A Sinn Fein TD says the government’s National Remote Work Strategy will be impossible for many in rural Ireland.

In recent days, the government published the proposed plan which would allow employees to request to work from home permanently after the Covid-19 pandemic.

Sligo-Leitrim deputy Martin Kenny said: “While it is welcome that legislation will be introduced to give employees a legal right to work from home, I believe this will still be an impossibility for many in rural areas.”

Deputy Martin Kenny

Lack of rural broadband

The deputy said that during this lockdown and the previous lockdowns, he has been contacted by constituents in Sligo, Leitrim, Donegal and Roscommon who have little or no broadband service.

For businesses and employees, access to fast and reliable broadband is essential and is as important as having electricity.

“I have [written] to the Minister for Communications [Eamon Ryan] to express my concern about the lack of broadband in these areas and that employees and businesses living in rural areas will be discriminated against because of where they live.

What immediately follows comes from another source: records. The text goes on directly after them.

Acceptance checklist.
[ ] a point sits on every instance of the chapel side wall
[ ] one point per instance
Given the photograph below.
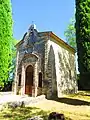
(65, 77)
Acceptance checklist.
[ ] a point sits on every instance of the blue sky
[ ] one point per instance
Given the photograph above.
(48, 15)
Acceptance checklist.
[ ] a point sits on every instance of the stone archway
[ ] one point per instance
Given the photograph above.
(29, 80)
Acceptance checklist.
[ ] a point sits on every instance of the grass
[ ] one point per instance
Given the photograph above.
(74, 107)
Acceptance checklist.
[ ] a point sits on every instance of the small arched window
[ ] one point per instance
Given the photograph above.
(40, 80)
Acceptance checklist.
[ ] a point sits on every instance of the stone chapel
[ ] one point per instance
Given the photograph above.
(45, 64)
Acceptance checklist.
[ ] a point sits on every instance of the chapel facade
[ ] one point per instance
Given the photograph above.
(45, 64)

“It will mean that it will be impossible for them to work from home,” he added.

Regional focus

“It is important to point out, that while the concept has great merit, remote working is basically moving existing jobs around and must not become the entire focus or replace the responsibility of government to invest in and create new employment opportunities in the regions and rural areas,” deputy Kenny added.

This new legal right to [ask to] work from home will be easy to implement in Dublin and large urban areas that have the infrastructure in place for it. What about those living in the north west and other rural areas that have been starved of investment by successive governments?

“We need investment in infrastructure for the north-west and especially in our broadband services and we need it now,” he concluded.